Em um dos passeios pelo bairro, André foi até o campus de Uvaranas da UEPG e notou a falta de acessibilidade já na entrada. “Não existem rampas de acesso e isso prejudica a mim e todas as pessoas, como cegos e outros portadores de deficiência. Preciso andar no meio dos carros se quiser entrar pelo portal da universidade, já que não existem as rampas e passeios necessários” conta.
O problema se estende para vários pontos do município, segundo André. Durante passeios pelas ruas, ele já notou problemas em calçadas quebradas e muito pequenas, falta de rampas de acesso nas esquinas e sinalização no chão para deficientes visuais, por exemplo. “O problema das calçadas esburacadas é muito pior, porque não prejudica só a mim. Pode ser que crianças ou idosos se machuquem por falta de um lugar ideal para andar”, ressalta.
UEPG planeja ‘repaginar’ campus
Em contato com a assessoria de imprensa da UEPG, a instituição confirmou alguns problemas em relação à acessibilidade e informou que já está tentando diminuir os problemas. Um planejamento feito pela instituição pretende revitalizar todo o Campus de Uvaranas e um dos pontos é a construção de espaços com rampas e calçadas próprias para deficientes, além de melhorias na questão de acessibilidade.
O plano também inclui reformas no sistema viário, sinalização de placas e construção de uma ciclovia. No entanto, a UEPG salienta que ainda está estudando o projeto e precisa captar recursos para coloca-lo em prática – o que deve demorar algum tempo, de acordo com a assessoria de imprensa.

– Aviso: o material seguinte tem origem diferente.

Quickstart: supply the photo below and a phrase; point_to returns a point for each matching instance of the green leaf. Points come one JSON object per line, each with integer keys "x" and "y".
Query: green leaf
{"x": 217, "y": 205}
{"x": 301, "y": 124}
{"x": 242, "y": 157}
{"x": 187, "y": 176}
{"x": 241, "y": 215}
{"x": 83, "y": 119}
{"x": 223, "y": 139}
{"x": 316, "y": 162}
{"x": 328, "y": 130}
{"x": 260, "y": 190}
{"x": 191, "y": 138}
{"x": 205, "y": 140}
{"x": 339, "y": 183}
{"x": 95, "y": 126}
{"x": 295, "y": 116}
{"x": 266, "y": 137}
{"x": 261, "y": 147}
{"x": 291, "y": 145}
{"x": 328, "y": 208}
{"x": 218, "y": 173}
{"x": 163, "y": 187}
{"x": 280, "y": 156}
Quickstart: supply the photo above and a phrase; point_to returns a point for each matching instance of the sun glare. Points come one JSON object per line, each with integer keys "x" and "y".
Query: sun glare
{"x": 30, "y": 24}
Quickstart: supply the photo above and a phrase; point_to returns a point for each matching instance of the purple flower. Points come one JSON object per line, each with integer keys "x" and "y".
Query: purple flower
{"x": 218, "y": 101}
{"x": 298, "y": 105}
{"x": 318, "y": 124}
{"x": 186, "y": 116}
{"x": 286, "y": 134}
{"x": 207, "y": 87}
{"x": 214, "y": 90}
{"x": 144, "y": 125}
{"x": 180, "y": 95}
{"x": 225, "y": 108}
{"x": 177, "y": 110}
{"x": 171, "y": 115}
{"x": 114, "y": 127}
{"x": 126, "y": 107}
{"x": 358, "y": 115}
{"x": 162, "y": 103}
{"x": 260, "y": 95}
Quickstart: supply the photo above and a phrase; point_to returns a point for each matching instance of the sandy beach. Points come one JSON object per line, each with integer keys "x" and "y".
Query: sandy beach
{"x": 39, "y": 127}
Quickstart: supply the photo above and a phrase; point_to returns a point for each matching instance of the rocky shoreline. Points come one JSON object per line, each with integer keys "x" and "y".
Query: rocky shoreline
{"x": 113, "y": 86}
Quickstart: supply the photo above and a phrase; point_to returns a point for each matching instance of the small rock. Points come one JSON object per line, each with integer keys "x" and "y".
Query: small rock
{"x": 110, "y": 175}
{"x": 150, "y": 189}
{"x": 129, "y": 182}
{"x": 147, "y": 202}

A UEPG ainda informou que oferta, através da Coordenadoria de Assistência e Orientação ao Estudante (CAOE) todo o apoio necessário para acadêmicos portadores de deficiência – principalmente durante o período em que está na universidade. No entanto, questões como o acesso principal ao campus, nunca foram questionadas pelos estudantes e, por isso, não foi dado tanta atenção. Após o ‘alerta’ da equipe de reportagem do Portal ARede, a assessoria de imprensa afirmou entrar em contato com a coordenadoria para pensar em medidas rápidas para amenizar a situação – enquanto a revitalização do campus não fica pronta.